09 February 2017
Join the #TaxJustice for Women’s Rights Global Days of Action campaign from 8-24 March 2017. Let’s take action to advance tax justice for women’s rights!
Global Days of Action | 8-24 March 2017
BACKGROUND – WHAT’S AT STAKE?
- Women, girls and our allies around the world are calling on our governments to take action for tax justice to fund and fulfil women’s rights and ensure women’s economic equality and access to justice, health, education, care services, water, safety and decent work.
- Discriminatory national tax laws, tax havens, and tax cuts for the rich protect capitalism and male privilege, and intensify gender inequality. It’s time to put a sharp gender lens on such practices and implement fiscal justice measures that will ensure greater equality.
- We’ve reached crisis point. The global scandal of tax dodging by multinational corporations and the richest people is devastating our countries and depriving governments of the funds urgently needed to pay for public services vital to achieve women’s rights and socio-economic equality.
- Women and girls – especially those marginalised or living in poverty, suffer the most when public services are starved of adequate funding. This includes lack of access to free quality public healthcare, water, education, childcare, social protection, and anti-violence, sexual and reproductive health services, and lack of safe public transport that make cities safer and more accessible for women.

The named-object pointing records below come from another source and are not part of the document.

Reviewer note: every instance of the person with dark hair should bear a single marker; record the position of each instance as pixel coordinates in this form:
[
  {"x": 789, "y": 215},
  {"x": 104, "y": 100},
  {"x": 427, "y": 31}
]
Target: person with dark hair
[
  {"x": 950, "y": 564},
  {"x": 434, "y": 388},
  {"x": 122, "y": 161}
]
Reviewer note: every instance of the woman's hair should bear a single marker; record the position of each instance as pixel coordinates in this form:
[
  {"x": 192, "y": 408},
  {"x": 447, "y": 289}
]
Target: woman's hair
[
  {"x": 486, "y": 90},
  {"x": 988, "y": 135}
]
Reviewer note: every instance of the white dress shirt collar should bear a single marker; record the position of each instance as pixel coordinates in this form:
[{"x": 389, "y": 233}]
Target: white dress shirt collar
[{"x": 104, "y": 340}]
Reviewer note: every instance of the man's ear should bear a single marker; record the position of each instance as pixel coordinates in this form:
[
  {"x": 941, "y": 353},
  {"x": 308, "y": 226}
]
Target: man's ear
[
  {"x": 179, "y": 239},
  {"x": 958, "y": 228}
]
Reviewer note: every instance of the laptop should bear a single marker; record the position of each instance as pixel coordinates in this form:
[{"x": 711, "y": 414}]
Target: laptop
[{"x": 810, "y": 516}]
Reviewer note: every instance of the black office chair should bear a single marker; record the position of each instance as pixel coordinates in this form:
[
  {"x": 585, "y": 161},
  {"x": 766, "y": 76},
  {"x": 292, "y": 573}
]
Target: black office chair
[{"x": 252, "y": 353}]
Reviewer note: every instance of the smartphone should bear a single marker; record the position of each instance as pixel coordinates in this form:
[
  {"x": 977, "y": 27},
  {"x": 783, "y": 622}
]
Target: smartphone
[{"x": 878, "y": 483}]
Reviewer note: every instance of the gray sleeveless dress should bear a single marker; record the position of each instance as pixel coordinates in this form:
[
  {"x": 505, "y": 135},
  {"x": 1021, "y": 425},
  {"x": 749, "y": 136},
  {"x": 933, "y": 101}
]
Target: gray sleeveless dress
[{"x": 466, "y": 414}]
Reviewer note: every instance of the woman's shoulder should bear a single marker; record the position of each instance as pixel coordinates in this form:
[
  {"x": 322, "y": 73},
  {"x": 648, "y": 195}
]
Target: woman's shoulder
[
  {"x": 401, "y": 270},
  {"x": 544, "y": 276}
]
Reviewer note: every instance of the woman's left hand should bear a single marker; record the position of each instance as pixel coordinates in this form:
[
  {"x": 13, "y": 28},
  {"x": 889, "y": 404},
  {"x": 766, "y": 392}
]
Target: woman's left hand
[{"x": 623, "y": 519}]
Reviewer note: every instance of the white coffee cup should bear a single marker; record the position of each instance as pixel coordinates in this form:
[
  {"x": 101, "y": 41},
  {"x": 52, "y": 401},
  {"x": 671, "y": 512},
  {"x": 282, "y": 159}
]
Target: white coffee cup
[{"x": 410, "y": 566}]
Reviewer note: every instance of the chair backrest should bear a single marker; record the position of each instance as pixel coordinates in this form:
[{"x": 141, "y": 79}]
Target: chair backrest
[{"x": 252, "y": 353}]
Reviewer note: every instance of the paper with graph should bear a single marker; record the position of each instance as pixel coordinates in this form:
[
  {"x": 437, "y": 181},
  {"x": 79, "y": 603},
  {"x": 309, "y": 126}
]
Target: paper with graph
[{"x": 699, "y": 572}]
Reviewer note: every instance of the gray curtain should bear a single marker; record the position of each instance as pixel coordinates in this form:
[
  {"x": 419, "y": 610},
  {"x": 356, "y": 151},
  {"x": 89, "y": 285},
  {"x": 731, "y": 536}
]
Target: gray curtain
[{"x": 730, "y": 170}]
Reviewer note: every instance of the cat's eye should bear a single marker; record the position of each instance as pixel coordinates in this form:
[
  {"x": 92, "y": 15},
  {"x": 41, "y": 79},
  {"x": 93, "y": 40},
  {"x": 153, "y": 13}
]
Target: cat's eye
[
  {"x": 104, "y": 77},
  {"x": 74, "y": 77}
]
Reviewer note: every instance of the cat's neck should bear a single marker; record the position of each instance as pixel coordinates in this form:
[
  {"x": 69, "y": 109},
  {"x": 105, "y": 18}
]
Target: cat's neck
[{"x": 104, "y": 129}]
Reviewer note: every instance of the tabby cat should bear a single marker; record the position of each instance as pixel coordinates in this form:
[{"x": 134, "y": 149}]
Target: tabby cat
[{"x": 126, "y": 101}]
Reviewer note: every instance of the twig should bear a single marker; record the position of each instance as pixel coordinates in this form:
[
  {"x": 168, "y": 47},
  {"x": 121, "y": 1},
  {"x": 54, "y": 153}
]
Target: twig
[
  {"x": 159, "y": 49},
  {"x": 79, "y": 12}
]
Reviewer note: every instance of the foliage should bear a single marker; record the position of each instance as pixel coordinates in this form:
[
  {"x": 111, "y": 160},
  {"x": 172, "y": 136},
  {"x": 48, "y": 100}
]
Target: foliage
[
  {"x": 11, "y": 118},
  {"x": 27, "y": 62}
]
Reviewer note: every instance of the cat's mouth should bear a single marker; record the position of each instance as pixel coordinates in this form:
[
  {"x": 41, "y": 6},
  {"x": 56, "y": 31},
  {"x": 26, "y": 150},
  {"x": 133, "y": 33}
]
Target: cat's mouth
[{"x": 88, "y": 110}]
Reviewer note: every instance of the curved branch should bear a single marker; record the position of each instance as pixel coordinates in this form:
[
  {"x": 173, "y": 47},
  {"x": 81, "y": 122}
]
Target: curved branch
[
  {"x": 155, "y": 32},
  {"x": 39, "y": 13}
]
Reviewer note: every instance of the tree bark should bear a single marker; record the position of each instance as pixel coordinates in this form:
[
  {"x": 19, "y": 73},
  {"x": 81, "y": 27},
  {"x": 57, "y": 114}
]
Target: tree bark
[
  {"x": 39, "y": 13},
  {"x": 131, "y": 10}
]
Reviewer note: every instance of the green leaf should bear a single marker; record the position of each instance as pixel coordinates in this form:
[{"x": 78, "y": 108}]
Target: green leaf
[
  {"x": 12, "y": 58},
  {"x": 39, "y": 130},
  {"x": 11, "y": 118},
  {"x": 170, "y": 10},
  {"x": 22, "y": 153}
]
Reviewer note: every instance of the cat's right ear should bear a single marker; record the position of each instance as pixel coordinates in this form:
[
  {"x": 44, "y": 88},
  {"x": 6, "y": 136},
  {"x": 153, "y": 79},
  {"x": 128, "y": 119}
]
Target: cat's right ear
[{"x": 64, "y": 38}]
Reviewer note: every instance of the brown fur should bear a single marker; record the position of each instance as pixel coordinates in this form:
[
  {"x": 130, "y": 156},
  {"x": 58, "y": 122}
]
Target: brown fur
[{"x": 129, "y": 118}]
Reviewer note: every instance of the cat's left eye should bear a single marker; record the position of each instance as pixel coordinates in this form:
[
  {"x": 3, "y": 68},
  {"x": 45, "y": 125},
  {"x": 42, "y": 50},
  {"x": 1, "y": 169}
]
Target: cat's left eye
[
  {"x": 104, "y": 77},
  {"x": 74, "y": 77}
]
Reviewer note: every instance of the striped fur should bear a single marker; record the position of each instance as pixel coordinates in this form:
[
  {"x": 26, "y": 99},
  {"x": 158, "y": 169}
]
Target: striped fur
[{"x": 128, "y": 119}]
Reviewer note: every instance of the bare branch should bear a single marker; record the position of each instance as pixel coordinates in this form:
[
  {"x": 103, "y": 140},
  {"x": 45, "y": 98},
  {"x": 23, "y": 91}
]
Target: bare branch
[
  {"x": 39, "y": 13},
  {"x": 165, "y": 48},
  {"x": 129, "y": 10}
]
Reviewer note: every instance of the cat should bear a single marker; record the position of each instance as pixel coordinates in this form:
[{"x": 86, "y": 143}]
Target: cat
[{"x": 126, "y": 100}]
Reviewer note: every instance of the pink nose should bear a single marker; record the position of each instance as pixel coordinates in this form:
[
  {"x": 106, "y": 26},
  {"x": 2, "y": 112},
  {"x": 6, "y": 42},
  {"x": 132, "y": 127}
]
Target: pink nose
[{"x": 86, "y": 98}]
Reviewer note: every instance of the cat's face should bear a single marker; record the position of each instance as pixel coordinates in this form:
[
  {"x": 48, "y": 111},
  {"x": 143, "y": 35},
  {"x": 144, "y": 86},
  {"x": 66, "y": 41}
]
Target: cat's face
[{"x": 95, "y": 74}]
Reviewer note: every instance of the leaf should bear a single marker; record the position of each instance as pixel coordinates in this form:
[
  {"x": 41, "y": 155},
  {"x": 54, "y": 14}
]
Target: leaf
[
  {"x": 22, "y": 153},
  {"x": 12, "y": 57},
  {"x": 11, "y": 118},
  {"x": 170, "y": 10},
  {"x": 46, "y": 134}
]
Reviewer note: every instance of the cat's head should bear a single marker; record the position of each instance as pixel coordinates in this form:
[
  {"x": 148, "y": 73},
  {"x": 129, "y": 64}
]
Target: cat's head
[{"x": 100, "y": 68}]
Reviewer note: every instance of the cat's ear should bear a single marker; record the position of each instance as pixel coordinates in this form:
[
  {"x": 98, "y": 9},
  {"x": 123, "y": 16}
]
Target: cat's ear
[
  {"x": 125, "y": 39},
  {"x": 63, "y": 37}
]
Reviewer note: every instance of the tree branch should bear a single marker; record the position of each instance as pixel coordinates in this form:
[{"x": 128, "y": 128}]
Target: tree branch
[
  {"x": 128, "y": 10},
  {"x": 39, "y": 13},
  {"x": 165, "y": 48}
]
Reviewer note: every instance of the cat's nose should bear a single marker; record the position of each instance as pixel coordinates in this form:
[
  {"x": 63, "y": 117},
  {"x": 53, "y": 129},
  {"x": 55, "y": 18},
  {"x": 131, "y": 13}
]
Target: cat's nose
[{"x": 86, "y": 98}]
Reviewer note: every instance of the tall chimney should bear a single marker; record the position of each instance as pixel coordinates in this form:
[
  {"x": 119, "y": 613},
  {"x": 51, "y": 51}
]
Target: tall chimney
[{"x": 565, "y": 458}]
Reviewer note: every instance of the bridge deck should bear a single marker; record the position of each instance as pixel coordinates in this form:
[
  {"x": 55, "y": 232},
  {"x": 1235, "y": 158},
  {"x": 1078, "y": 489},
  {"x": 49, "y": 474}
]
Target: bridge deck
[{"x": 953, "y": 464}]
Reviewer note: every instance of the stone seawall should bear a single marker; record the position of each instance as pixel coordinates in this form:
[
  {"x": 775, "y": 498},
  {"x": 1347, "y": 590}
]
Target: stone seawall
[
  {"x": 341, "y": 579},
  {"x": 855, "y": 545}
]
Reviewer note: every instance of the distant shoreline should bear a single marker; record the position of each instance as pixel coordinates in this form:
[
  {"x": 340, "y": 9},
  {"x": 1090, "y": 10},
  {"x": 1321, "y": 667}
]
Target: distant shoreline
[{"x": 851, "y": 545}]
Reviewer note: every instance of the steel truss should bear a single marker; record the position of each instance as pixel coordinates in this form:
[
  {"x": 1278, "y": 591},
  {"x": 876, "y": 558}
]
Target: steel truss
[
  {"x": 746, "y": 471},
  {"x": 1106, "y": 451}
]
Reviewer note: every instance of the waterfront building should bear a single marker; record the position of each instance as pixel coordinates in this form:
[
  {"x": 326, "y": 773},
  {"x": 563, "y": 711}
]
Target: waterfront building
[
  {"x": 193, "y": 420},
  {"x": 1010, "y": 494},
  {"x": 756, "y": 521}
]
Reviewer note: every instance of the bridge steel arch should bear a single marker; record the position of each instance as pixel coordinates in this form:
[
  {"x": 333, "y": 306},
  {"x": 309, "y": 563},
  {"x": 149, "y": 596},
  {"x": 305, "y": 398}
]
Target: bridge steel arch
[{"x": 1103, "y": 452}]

- Growing use of the VAT and other regressive consumption taxes, as well as lowering of corporate and progressive taxation, is worsening gender inequality.
- More tax-supported public investment in public services is the answer, not privatization. For example, the cost of privatized education prevents girls living in poverty from going to school.
- Women spend 2.5 times more time performing unpaid care and domestic work than men. As social services are starved of public funding, women are forced to take on an even greater share of unpaid work.
- In many countries, women perform much of the work in public healthcare and education services. When companies and the rich don’t pay their share – and public services are cut, female public service workers who have their wages cut or lose their jobs are doubly impacted.
- Where there are no public water services, women and girls most often are burdened by the task of fetching water to their homes at high personal cost, making them vulnerable to violence, and keeping them away from education and paid work. Access to public water and sanitation is vital for women’s economic autonomy.
- In order to deliver on their human right obligations to citizens, governments must raise sufficient domestic resources to fund public services including public early childhood education, elder care, healthcare, affordable public housing, transportation, clean water and sanitation. Such investments will reduce women’s burden of unpaid care, ensure more decent work in public service jobs, and free up women’s time for education, political participation and paid work.
- While primarily northern nations, multinational corporations and the wealthy write the tax rules, the tools to fund women’s rights and economic equality are undermined. The world will not be able to achieve women and girl’s rights, gender equality or the Sustainable Development Goals without taking action for tax justice. We also call for the establishment of an inclusive intergovernmental Global Tax Body, where all countries have a seat at the table and an equal say in determining international tax rules.
The #TaxJustice for Women’s Rights Global Days of Action campaign is an initiative of the Global Alliance for Tax Justice, GATJ Tax & Gender and Global Action Working groups, and committed partners including Public Services International, the International Trade Union Confederation, Association for Women's Rights in Development, Center for Economic and Social Rights, ActionAid, Christian Aid, Oxfam and Tax Justice Network.